Workers from different sectors have walked out of their jobs and held demonstrations in the capital and other cities across the country. Refineries have stopped fuel deliveries, most trains have come to a halt, and power production has decreased during the industrial action.
The call for strikes and demonstrations had been issued by all major unions. They have vowed to bring the country to a standstill.
Fuel deliveries have been blocked from all French refineries. There are eight refineries in mainland France and CGT union said strikers had blocked the exits to all of them.
Demonstrations were already forming early morning. A national road in the city of Rennes had been blocked by around 100 protesters since 1 am.
Tuesday marked the sixth day of strikes and protests since mid-January, with unions saying it would be the biggest yet.
1.28 million people protested: Ministry
An estimated 1.28 million people demonstrated nationwide on Tuesday against Macron's plans to push back the retirement age to 64, the interior ministry said.

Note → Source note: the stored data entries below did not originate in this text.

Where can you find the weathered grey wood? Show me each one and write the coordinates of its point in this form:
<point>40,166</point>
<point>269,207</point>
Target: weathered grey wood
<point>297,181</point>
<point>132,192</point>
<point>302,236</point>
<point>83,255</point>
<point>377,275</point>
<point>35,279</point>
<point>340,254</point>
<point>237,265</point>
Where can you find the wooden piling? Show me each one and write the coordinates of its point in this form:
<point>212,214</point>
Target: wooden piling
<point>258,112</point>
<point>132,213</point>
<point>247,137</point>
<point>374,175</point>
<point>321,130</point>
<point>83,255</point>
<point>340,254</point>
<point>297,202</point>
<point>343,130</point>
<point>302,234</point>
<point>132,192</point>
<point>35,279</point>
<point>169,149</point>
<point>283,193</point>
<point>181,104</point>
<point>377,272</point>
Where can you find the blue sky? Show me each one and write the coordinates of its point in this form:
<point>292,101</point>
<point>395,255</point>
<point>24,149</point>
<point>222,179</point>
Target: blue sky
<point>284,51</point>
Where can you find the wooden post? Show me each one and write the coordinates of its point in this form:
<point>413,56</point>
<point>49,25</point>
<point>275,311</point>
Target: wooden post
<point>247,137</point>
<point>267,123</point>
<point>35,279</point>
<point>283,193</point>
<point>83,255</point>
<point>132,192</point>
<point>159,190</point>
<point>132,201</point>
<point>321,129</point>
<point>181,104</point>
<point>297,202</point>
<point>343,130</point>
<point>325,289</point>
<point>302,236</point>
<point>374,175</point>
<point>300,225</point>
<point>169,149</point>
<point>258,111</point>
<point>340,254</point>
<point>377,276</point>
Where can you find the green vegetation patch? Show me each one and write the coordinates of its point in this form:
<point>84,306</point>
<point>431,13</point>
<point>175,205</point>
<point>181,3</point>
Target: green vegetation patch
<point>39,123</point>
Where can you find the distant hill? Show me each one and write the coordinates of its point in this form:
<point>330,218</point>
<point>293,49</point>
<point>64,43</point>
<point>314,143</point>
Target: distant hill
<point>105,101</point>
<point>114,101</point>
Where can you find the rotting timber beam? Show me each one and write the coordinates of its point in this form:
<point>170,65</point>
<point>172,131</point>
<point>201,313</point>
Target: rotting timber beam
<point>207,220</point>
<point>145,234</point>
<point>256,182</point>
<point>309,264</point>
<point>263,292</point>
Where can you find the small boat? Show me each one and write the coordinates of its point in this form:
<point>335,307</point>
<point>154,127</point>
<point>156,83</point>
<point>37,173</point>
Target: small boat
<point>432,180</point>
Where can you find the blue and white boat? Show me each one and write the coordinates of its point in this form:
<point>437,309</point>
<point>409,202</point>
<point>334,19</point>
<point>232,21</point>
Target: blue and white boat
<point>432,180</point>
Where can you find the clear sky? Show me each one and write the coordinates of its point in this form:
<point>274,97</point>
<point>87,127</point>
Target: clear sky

The figure suggests the demonstrations were some of the biggest in decades, slightly higher than the 1.27 million estimated during a previous round of protests against the reform on January 31.
The hard-left CGT union put the number of protesters at 3.5 million.
"I call on all the country's employees, citizens, and retirees who are against the pensions reform to come out and protest en masse," the head of the CFDT union Laurent Berger said on Monday. "The president cannot remain deaf," he added. "There is today a huge social movement... and it will need a political response."
One union leader, Emmanuel Lépine, said last week that the aim of blocking fuel deliveries was to "bring the French economy to its knees."
The controversial plan includes raising the retirement age from 62 to 64 and increasing the number of years during which workers have to make contributions for a full pension.
The president put the plan at the center of his re-election campaign last year, and his cabinet says the changes are essential to prevent the pension system from falling into deficit in the coming years.
But they face fierce resistance from both parliament and the public, with almost two in three people across the country supporting protests against it, according to a poll by the Elabe survey group published on Monday.